Five Tips To Developing Your Company’s Identity
Your company is just like you. It has its own unique style, or at least it should. Let’s think about a few companies who have a distinct style. Menards and Starbucks stand out in my mind as polar opposites in terms of style, but both have a good handle on what their identity is. Menards has a style that screams inexpensive and folksy. As soon as you flip through the newspaper, you can pick out the green/yellow/orange Menards flyer from across the room. Starbucks has a totally different identity, which feels more sophisticated and trendy. When you see any type of Starbucks advertising or visit their website, you immediately know that it’s Starbucks.
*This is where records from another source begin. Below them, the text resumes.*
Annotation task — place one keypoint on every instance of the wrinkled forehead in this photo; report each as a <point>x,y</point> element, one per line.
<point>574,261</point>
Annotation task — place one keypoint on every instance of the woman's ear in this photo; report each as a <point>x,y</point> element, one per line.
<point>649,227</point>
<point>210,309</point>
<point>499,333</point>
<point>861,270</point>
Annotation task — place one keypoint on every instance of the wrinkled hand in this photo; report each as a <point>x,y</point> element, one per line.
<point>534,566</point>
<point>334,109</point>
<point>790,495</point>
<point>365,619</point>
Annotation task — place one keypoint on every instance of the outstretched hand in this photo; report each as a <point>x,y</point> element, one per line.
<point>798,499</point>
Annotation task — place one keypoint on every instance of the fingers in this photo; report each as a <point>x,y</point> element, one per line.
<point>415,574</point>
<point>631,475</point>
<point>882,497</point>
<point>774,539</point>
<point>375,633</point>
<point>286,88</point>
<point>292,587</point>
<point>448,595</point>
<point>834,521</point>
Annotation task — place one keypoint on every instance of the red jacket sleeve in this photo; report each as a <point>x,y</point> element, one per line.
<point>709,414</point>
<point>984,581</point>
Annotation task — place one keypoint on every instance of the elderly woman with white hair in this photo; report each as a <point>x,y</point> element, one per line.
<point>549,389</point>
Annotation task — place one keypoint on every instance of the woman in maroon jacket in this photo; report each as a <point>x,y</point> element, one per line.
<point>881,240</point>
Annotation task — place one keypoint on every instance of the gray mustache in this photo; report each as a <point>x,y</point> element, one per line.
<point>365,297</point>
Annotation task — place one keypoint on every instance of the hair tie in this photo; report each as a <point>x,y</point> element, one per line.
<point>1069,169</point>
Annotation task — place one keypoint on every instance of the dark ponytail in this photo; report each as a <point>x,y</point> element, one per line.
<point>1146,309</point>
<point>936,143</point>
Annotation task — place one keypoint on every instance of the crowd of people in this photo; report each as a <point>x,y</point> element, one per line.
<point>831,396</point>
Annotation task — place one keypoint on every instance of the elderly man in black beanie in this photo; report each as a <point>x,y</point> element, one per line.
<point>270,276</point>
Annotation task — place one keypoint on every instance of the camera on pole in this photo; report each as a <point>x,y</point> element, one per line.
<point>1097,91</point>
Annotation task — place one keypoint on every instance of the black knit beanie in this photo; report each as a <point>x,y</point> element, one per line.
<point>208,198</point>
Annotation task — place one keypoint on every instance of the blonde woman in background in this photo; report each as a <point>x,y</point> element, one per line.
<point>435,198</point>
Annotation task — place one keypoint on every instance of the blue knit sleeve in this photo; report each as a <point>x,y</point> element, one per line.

How can you develop your company’s identity? Here are five tips:
1. Remember your “why.” One of my favorite business books is Start with Why by Simon Sinek. If you haven’t read it, the basic premise of the book is this: “People don’t buy what you do, they buy why you do it.” Every decision that you make should run through this filter. Spend some time thinking about why you started your company, or started working for your company. While it’s important to adapt to change, it’s vital that you keep your “why” at the center of what you do and how your company appears. This will help you define how to move forward with sharing your company’s identity with your community.
2. Logo, Logo, Logo. Your logo is a big deal. Be a little militant about how it appears. Know what colors it is and only allow it to appear in those colors (and black or white when needed). Don’t stretch it, crunch it, or anything like that and don’t let anyone else do that either. Make sure you have a high resolution version of your logo so that it always appears crisp and professional. If your logo can’t be seen clearly in the size you need for a promotional item, etc., just use your name in your font. Speaking of which…
3. Fonts and colors help tell your story. Can you imagine Starbucks using a Comic Sans font? (I’d rather not imagine anyone using this font, but that’s a story for another time…) What if Menards started using muted pastels in all of their ads? Carefully consider what fonts and colors to use in your promotional material.
It’s a good idea to find a font family or two that matches who you are and use those fonts for everything. It also saves you a ton of time when you have to produce something quickly…your days of scrolling through font lists are over. Pick a color palette that represents you well. Your logo colors should be central in this palette. Use these colors on your website, on any print materials, and even in the apparel your employees wear.
4. Picture this. There is no substitute for professional photography. Yeah, we’re in the age of the selfie and a time when our phones have phenomenal cameras. Stock photography and Google images make it so simple to pick up just the right image that you need, right? There are times when a photo from your phone might be ok and there might be a few times when you have to fall back on a stock photo. Having well-lit, sharp photos to use on your website and in your promotional campaigns is simply priceless. Find a photographer who can work within your company’s budget and have a set of photos taken at least every two years.
5. Your social strategy is where your identity shines. Don’t leave your business identity behind when you log into your company’s social media accounts. Be sure that your page banners and icons reflect your identity. Your audience should know it’s your message as soon as they see the image or start reading the content. Follow other blogs that line up with your company’s “why” and share those blogs on your accounts. Come up with engaging graphics using your photos, fonts, and colors to help jazz up a hum-drum company announcement.
Use a voice that complements your identity. Don’t sound stuffy if you’re a more casual company, and don’t sound like a surfer dude if you’re a professional-minded organization.
With all of that said, the main thing to remember is to trust your gut when it comes to your corporate identity. If you feel like something doesn’t represent your company’s style well, don’t hesitate to say something or change it. After all, who knows your company’s identity better than you?